A 48 hour experience | Teen Ink

A 48 hour experience

July 6, 2009
By Anonymous

Before I entered room number fourteen, I made sure my red collared shirt was neatly tucked in my pants, and that I entered with a smile on my face. “Good afternoon sir, would you like any assistance with anything?” The man to whom I was speaking was in his late sixties. His face was pail, his five o’clock shadow had grown and his hair was messy. He had an IV in him that looked quite painful because of the irritation it produced. The dull dim room in which he was laying smelled like urine as well. Yet he had a certain glow in his eyes, a charming smile, like everything was just fine and he hadn’t a pain in the world. “No sweetie, I’m fine” he humbly said. “Well I can at least tidy up the place” I insisted. As I refill his glass of water he says to me,” I really appreciate what you volunteers provide to us patents; you give us something doctors don’t have time for”. “It’s understandable they have a certain task to do and so do you”. I shake my head as I say, “I really don’t think I do anything here, I mean I don’t help the doctors save a lives or anything.” He had a reassured gleam in him, “but you do... you really do make a difference... you are the one that makes these patents leave with a smile on...

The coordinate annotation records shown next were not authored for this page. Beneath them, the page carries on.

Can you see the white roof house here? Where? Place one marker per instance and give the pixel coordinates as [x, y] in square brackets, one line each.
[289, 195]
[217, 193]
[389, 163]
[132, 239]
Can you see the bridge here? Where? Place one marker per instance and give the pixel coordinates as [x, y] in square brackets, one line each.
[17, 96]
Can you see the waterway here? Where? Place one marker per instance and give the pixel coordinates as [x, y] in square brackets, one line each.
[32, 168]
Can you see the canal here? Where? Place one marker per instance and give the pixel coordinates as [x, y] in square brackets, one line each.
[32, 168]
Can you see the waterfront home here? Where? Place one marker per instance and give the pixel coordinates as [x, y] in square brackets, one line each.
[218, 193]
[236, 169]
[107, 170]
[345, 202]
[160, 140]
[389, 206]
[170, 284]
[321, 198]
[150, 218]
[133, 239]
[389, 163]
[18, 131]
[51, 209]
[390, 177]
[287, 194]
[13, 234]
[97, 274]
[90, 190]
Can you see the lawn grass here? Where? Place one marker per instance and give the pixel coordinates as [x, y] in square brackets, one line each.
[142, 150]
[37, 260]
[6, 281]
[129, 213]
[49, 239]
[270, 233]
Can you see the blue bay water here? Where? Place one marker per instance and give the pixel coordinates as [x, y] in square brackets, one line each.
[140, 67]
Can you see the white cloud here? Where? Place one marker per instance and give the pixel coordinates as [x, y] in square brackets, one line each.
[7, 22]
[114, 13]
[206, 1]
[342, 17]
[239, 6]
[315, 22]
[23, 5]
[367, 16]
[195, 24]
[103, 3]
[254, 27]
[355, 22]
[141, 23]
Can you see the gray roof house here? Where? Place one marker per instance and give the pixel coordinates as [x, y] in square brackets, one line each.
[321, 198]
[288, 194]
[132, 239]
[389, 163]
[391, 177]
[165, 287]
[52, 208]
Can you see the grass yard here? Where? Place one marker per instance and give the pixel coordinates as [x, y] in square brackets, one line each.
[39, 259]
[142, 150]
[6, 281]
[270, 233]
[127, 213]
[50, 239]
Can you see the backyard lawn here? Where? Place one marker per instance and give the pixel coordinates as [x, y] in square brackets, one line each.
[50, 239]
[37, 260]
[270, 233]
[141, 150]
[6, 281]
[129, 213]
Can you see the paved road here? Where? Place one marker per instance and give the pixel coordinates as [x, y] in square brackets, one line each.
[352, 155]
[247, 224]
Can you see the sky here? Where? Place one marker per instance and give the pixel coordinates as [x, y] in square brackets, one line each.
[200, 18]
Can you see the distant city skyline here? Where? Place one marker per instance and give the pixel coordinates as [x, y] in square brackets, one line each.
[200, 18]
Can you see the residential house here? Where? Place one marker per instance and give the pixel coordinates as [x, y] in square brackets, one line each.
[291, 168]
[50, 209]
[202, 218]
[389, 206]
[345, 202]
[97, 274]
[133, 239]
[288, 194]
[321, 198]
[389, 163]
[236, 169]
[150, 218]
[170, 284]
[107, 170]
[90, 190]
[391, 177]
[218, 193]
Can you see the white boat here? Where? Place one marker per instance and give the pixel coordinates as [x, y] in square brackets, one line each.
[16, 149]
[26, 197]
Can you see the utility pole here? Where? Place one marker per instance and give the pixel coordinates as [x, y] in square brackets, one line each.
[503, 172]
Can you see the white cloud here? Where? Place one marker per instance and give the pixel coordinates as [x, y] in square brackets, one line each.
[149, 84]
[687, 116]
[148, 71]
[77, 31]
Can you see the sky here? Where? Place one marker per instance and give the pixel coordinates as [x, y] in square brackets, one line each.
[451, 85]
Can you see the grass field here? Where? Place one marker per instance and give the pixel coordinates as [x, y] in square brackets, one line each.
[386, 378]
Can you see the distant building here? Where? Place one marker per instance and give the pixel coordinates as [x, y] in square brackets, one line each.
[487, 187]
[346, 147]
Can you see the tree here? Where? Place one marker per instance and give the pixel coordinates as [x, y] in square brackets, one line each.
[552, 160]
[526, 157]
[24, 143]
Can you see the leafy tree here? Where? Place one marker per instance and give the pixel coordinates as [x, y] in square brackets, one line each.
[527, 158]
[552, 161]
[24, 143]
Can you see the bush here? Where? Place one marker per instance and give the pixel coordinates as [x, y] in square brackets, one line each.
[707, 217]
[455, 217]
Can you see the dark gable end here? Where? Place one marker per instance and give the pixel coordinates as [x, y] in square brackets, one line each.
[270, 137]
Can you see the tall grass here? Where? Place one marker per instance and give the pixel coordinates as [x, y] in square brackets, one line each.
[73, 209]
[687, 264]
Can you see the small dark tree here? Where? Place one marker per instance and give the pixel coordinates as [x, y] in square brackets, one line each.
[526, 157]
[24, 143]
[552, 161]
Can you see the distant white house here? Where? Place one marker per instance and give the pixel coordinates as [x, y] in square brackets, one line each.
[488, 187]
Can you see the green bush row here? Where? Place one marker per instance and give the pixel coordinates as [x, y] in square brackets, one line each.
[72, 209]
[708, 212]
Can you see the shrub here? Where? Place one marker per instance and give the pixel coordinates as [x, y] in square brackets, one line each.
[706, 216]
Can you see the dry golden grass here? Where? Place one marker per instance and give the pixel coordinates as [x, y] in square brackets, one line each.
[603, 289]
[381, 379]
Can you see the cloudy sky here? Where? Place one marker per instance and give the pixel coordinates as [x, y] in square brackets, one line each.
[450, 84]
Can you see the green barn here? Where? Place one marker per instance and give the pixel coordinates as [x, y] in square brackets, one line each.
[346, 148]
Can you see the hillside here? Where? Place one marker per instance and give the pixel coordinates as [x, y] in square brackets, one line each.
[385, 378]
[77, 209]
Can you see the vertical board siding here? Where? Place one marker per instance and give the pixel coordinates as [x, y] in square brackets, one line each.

I come back the next day walk around all the rooms and notice that room number fourteen’s door is locked. I ask why this is to a registered nurse and he tells me, “We usually leave patents alone for a day until their soul has left their body”.

This was my first time I had an interaction with death, and it wasn’t how I expected it to feel at all. Although this thought of how sad it was that a wonderful, living, breathing, communicative man was now no longer, it really wasn’t his death that had the most impact on me. The fact that I, yes I, was the last person he influenced in this world before leaving had amazed me, and had almost brought tears to my eyes. The last thing he did, the final accomplishment he achieved, was send me a message that will shape my choices for the rest of my life. “You really do make a difference...” if I go by his words then maybe I do change something in patents lives even if I just make them smile for a brief moment in time. No matter what I do I will always make a difference. This simple thought was the one and only thing that reassured me into what I really want to do in my life. Sure, volunteers do help out, but I want to make an even bigger difference. I realized that having more of an education would help me into this process. It really influenced me that furthering my education will help me to achieve my goal. All in all my education, my hard work, one day will not just benefit me, but the people in my community, those that I will help.

I feel as if that man’s final impact on this world were his influential words to me, and helping me to realize that I too had an impact; I made him (a patient) leave with a smile on his face. My only regrets about that day is that he did not leave home, but to heaven. This experience didn’t make me realize who I want to be, but who I am becoming.